When the young woman went to a rehabilitation center, clinicians provided her with methadone, a drug used to treat dependence on heroin by eliminating or decreasing withdrawal symptoms. When a reduced dosage of methadone is given to a person who is pregnant, it can increase the risk of a miscarriage by causing the uterus to contract.

“I took [methadone] hoping it would create the same effect as abortion,” the woman said. She experienced withdrawal and miscarried and had a stillbirth over Thanksgiving weekend at her sister’s house at about five and a half months into the pregnancy.

“I had no options,” she said. “If you want to get an abortion in the second trimester, you have to have money and you have to have resources. I had neither of those.”

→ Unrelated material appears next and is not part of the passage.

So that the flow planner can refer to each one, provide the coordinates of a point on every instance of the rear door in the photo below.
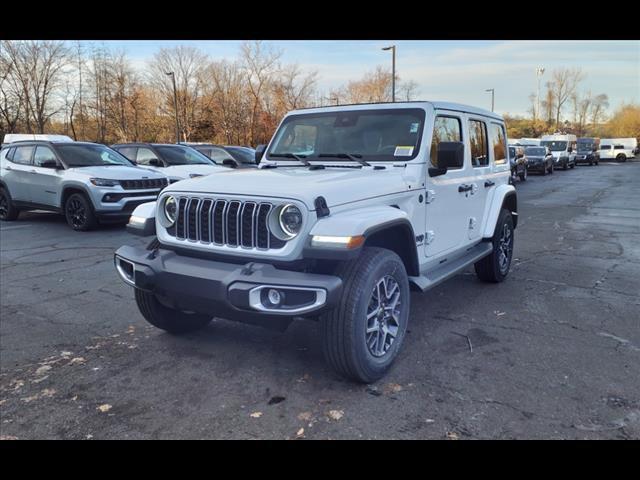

The woman, who is now a mother of a 19-year-old, added that if she had carried that pregnancy to term, she wouldn’t have the child she has now. She’s frustrated about the misconceptions about who gets abortions, she’s angry about laws that attempt to control people who can get pregnant, and she is furious that poor people are hurt most of all.

“I have been outraged for over 20 years now,” she said. “The way the law is written right now, even in the most liberal states, we have not covered someone like me. If you’re poor, and you’re up against the second-trimester deadline, there’s nothing you can do.”